Diretor da Escola das Artes é curador de exposição sobre o Maio de 68

Inaugura a 15 de maio, pelas 18h00, a exposição “O que pode a arte? 50 anos do Maio de 68”, que pretende celebrar meio século da revolução cultural e social que explodiu em 1968, na França. Esta exposição tem a curadoria de Nuno Crespo – o diretor da Escola das Artes – e Hugo Dinis. Estará patente no Atelier-Museu Júlio Pomar, em Lisboa, até 29 de setembro e inclui obras de Júlio Pomar, Ana Vidigal, Carla Filipe, João Louro, Jorge Queiroz, Ramiro Guerreiro e Tomás da Cunha Ferreira.

 

Sobre a exposição

A exposição “O que pode a arte? 50 anos do Maio de 68”, com curadoria de Nuno Crespo e Hugo Dinis, inclui obras de Júlio Pomar, Ana Vidigal, Carla Filipe, João Louro, Jorge Queiroz, Ramiro Guerreiro e Tomás da Cunha Ferreira, recordando e comemorando o 50º aniversário do movimento estudantil francês. Esta dinâmica revolucionária alastrou-se a vários sectores da sociedade, revelando-se um momento fundamental para a definição da vida contemporânea, não tanto em termos das alterações legislativas e políticas produzidas no imediato, mas sobretudo pelo modo como se foi questionando uma velha ordem social hierárquica estabelecida, classicista e autoritária. O Maio de 68 tornou-se no símbolo de uma nova ordem social, que não dizia respeito só às relações académicas, mas a todas as instituições sociais, políticas, económicas e culturais. 

A expressão artística deste movimento estudantil é um dos seus aspetos mais produtivos, tanto no cinema, como na literatura e nas artes visuais.

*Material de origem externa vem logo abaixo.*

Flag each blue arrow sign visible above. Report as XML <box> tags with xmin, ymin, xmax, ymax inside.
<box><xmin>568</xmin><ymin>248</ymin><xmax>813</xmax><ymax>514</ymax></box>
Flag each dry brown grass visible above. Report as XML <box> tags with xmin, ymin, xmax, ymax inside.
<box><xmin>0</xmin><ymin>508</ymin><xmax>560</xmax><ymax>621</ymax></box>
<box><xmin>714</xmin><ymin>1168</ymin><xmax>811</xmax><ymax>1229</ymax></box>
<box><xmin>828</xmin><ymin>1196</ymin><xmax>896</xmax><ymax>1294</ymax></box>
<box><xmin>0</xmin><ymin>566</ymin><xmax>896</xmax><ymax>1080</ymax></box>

Júlio Pomar, a viver em Paris nessa altura, e desde 1963, não ficou indiferente e, contaminado pelo espírito de 1968, fez um grupo importante de pinturas onde retoma uma certa ideia da articulação arte-política que lhe era tão próxima nos anos de 1940. 

Assim, “O que pode a arte? 50 anos do Maio de 68” além de mostrar o modo como Pomar testemunha directamente os movimentos estudantis, procura reflectir sobre como na obra deste artista há, desde o seu início na década de 1940, uma preocupação política que o mesmo nunca abandona. Segundo o próprio, numa conversa com Helena Vaz da Silva, e citada por Irene Flunser Pimentel [Júlio Pomar. O Pintor no Tempo, Documenta, Lisboa, 2018], foi o “espectáculo de uma cidade que discute, que está viva, o que nunca tinha visto na vida e era inesquecível” o que o mais marcou. E é esta ideia de vida que as suas pinturas tão bem mostram. 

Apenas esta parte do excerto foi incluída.